Look, I'm against utm fragments as much as the next guy, but let's not throw away a perfectly good thing because tracking is evil.
lofaszvanitt - 36171 sekunder sedan
IMDB recently went haywire
they added these ugly qses into every click on their site, bonkers: ?ref_=nm_ov_bio_lk
gojomo - 53651 sekunder sedan
Trying to boostrap some taboo against novel unpermissioned URL munging is silly prudishness.
Ensuring both sides of a hyperlink agree/consent was a design flaw that limited the uptake of pre-web hypertext systems. The web's laissez-faire approach demonstrated a looser coupling was far better for users, despite all the new failure modes.
Of course any site/server has the practical power free to treat inbound requests as rigorously (or harshly) as they want. But by the web's essential nature, it is equally part of the inherent range-of-freedom of outlink authors to craft their URLs (and thus the resulting requests) however they want. URLs are permissionless hyperlanguage, not the intellectual property of entities named therein.
Plenty of sites welcome such extra info, and those that don't want it can ignore it easily enough – including by just not caring enough about the undefined behavior/failures to do nothing.
Though, when a web publisher has naively deployed a system that's fragile with respect to unexpected query-string values, they should want to upgrade their thinking for robustness, via either conscious strictness or conscious permissiveness. Thereafter, their work will be ready for the real web, not a just some idealized sandbox where scolding unwanted behavior makes sense.
himata4113 - 26360 sekunder sedan
?referrer=123 still works, so I guess it's selective.
ashley95 - 48708 sekunder sedan
But ?fbclid is not banned?
arexxbifs - 57029 sekunder sedan
Running your own small website is a constant battle against grifters and bad online etiquette. When people hotlink images, I usually make a point of having some personal fun with mod_rewrite.
fragmede - 39501 sekunder sedan
It's just a string though. A project that I'll never get to is a custom webserver so that QR codes can use the smaller characterset, so it can link to a URL with parameters without forcing the larger character set.
lloydatkinson - 54752 sekunder sedan
This is really cool. My site is hosted by cloudflare, so I guess I could do the same with a cloudflare worker... maybe?
- 43597 sekunder sedan
throw310822 - 17642 sekunder sedan
Whatever floats your boat
shevy-java - 55848 sekunder sedan
> It’s my website: I can do what I want with it.
> And you can do what you want with yours!

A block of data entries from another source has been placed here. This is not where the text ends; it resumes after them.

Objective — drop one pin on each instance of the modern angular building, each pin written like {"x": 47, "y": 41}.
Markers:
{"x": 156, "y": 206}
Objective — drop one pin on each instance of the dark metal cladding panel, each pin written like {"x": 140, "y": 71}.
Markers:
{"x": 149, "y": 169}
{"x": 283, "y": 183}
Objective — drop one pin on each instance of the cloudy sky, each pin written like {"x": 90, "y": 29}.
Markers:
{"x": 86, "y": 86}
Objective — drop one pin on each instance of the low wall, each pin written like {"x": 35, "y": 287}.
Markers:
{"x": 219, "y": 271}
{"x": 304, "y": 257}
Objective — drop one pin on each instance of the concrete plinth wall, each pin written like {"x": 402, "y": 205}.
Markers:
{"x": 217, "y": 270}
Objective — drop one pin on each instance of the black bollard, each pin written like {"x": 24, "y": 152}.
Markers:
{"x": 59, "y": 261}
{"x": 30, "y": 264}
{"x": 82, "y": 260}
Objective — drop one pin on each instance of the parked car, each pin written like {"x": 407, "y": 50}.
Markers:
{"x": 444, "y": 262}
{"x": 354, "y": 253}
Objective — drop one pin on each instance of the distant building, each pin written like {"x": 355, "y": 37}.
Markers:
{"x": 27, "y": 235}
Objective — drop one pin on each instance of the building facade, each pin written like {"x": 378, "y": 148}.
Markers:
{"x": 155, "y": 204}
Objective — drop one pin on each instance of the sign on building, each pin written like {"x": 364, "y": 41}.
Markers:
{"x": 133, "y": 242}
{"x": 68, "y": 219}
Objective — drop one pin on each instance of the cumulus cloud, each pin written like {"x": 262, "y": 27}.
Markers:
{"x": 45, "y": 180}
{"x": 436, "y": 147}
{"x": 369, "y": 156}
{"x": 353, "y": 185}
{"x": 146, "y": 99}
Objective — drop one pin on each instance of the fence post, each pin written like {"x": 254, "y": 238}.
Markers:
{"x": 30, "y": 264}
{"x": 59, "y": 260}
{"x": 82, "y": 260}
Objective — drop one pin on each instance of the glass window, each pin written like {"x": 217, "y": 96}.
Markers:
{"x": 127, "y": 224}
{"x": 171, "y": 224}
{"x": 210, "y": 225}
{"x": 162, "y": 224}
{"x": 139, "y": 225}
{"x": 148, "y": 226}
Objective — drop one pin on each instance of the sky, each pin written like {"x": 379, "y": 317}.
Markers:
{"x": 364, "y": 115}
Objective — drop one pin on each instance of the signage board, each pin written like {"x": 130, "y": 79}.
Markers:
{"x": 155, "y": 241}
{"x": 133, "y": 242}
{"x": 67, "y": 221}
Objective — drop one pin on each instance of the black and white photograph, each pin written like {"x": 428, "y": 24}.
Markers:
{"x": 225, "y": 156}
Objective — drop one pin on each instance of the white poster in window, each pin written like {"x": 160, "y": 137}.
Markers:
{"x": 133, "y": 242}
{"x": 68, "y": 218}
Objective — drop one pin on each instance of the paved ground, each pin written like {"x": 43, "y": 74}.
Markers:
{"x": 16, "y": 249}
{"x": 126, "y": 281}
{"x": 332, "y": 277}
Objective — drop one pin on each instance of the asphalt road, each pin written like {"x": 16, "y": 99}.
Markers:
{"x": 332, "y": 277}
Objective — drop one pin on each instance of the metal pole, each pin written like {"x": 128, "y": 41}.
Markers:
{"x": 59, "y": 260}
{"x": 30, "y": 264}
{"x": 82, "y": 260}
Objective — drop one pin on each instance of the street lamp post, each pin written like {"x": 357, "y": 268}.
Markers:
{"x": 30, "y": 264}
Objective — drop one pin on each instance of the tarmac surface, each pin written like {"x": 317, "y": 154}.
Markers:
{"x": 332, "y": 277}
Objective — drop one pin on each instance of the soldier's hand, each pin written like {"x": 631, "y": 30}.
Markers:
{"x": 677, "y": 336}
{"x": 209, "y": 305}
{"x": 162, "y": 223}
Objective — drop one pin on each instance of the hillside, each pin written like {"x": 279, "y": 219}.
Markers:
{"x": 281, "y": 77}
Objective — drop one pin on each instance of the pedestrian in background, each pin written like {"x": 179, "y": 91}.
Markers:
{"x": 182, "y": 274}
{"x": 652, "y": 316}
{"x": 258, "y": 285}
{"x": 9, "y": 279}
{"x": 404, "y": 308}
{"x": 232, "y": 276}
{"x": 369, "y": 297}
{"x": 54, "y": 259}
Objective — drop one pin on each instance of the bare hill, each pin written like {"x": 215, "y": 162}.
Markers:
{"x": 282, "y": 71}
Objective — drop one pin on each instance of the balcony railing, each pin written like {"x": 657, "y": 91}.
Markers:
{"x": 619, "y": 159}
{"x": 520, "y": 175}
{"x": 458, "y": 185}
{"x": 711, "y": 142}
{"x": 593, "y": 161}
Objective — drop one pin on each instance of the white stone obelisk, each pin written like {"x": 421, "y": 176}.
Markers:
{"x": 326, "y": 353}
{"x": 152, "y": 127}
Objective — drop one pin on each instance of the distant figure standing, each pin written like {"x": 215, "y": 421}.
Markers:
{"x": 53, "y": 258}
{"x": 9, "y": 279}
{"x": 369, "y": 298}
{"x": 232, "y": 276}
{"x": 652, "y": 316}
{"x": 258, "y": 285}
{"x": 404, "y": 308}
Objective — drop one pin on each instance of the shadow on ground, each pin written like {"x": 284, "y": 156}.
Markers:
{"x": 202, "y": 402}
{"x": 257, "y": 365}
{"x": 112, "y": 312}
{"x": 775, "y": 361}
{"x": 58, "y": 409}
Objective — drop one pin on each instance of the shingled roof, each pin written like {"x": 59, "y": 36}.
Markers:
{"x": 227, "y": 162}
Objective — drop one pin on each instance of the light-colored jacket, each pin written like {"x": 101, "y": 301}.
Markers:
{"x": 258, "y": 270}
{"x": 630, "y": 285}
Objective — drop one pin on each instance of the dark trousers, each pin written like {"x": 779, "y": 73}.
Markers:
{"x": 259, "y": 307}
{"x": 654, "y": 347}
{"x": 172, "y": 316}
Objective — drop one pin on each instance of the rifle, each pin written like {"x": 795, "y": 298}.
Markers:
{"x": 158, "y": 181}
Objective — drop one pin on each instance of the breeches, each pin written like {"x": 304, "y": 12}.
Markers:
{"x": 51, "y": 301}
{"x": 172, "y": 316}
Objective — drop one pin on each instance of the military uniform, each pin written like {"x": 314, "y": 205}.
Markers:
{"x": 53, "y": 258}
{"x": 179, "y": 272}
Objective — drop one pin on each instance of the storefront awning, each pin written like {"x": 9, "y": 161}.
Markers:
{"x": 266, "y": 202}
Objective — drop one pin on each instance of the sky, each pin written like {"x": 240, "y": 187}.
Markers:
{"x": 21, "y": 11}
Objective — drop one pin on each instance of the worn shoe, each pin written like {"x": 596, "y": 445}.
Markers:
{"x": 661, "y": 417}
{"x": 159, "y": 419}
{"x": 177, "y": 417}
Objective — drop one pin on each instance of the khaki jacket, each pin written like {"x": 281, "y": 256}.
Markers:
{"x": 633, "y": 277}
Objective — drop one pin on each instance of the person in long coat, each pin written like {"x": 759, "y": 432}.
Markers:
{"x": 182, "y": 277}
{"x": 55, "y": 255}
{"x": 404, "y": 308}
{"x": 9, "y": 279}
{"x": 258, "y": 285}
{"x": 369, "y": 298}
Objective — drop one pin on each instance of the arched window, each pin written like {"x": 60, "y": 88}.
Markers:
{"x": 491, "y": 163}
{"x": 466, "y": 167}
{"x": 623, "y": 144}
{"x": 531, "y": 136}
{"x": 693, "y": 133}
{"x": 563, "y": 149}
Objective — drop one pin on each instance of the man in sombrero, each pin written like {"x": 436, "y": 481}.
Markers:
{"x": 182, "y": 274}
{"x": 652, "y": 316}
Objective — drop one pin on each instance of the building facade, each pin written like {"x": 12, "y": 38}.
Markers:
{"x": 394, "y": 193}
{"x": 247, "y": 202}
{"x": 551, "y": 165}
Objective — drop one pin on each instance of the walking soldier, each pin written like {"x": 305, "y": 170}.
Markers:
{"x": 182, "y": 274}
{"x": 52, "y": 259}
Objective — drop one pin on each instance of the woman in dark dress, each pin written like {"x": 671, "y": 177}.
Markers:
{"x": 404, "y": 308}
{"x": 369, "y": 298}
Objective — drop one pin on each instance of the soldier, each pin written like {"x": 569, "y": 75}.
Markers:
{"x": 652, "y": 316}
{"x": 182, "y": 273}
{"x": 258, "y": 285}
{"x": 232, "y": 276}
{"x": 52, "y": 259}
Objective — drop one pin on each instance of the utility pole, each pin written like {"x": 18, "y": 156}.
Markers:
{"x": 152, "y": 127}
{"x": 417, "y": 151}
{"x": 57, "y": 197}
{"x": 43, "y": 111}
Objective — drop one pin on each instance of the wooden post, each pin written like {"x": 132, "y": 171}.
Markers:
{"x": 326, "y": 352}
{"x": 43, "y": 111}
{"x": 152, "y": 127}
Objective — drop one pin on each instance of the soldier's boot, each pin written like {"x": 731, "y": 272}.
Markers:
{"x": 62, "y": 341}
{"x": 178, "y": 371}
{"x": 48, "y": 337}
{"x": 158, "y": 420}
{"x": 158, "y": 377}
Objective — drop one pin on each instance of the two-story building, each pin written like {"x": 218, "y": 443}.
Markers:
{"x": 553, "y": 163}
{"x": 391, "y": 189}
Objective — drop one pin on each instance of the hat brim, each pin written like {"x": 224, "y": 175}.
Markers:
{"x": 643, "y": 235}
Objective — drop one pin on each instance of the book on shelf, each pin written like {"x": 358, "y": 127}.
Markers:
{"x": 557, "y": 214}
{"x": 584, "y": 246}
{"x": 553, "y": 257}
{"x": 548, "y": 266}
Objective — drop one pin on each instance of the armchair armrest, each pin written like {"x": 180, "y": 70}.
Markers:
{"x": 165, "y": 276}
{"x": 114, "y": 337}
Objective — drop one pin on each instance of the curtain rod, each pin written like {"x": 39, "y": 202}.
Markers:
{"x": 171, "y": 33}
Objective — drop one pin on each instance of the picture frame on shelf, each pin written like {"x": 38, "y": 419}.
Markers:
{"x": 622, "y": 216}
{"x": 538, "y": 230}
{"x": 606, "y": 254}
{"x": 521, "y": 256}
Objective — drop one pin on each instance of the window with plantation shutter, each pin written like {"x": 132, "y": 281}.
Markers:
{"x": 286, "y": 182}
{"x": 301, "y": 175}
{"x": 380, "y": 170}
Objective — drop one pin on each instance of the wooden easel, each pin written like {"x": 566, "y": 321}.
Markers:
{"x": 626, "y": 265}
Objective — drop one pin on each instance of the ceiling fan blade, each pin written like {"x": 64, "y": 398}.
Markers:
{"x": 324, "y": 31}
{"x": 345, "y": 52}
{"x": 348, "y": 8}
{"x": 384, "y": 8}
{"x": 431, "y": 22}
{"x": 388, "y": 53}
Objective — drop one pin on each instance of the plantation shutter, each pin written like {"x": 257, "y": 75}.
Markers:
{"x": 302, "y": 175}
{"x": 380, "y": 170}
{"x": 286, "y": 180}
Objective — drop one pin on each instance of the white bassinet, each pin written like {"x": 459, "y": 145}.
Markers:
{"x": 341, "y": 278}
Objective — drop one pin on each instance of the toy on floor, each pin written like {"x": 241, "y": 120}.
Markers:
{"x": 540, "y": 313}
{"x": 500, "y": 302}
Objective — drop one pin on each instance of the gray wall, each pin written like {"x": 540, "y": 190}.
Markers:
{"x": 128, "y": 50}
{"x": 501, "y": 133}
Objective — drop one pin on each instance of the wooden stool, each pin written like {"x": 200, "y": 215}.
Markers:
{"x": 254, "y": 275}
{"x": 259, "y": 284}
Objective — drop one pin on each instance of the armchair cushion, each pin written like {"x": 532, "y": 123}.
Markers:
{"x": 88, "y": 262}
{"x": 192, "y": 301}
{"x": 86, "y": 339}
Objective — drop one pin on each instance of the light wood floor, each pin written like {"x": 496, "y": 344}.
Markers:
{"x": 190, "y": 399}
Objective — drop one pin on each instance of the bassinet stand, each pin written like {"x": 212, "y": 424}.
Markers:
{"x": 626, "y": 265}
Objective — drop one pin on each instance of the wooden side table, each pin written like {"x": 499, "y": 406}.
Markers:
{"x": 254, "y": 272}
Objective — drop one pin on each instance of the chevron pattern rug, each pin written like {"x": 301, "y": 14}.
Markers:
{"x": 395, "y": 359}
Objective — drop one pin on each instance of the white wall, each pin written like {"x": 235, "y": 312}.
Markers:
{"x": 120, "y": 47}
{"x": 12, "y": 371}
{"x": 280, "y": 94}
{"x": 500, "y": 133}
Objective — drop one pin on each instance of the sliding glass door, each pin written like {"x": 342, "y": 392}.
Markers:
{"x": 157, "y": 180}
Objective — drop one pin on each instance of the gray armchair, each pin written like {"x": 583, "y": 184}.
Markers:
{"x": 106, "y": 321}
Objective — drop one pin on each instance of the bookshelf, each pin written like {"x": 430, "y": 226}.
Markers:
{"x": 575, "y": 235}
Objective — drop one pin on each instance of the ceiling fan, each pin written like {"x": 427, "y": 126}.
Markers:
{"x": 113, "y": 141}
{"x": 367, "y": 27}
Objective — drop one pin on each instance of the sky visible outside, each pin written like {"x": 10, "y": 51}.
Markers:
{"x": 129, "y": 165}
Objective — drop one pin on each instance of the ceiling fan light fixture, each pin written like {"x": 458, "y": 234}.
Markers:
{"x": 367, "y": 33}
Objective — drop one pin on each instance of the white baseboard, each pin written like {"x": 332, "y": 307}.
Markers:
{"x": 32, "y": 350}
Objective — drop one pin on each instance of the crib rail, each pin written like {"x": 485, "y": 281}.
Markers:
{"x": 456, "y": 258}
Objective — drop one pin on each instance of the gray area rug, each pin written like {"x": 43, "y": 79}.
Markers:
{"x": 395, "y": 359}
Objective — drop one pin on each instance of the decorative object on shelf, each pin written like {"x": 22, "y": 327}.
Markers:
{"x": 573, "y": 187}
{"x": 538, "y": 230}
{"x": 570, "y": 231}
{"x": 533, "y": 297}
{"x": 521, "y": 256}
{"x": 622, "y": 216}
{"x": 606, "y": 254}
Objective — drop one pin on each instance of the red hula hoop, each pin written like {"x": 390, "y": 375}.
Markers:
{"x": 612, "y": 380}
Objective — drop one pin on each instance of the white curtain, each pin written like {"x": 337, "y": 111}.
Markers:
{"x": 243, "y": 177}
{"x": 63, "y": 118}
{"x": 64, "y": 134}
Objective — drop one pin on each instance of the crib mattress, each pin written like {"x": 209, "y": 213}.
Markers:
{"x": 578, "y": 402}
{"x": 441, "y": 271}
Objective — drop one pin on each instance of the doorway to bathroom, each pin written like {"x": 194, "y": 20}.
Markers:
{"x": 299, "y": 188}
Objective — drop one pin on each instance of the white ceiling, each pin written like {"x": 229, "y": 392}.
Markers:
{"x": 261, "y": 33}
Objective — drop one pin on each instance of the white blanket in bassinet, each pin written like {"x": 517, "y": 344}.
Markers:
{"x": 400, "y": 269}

That does not make a lot of sense. Yes, you can do what you want with your website, but query-string is a way for users to query for additional information or wants or needs. I use them on my own websites to have more flexibility. For instance:
```
    foobar.com/ducks?pdf
```
That will download the website content as a formatted .pdf file.
I can give many more examples here. The "query strings are horrible" I can not agree with at all. His websites don't allow for query strings? That's fine. But in no way does this mean query strings are useless. Besides, what does it mean to "ban" it? You simply don't respond to query strings you don't want to handle. We do so via general routing in web-applications these days.
ironfront - 59450 sekunder sedan
[flagged]
Jimmy0252 - 45614 sekunder sedan
[dead]
nullsanity - 29660 sekunder sedan
[dead]
huflungdung - 51169 sekunder sedan
[dead]
willthefirst - 59259 sekunder sedan
I mean…the site that broke should know what to do with arbitrary query strings. If your site breaks when someone puts in an invalid query string, that’s on you?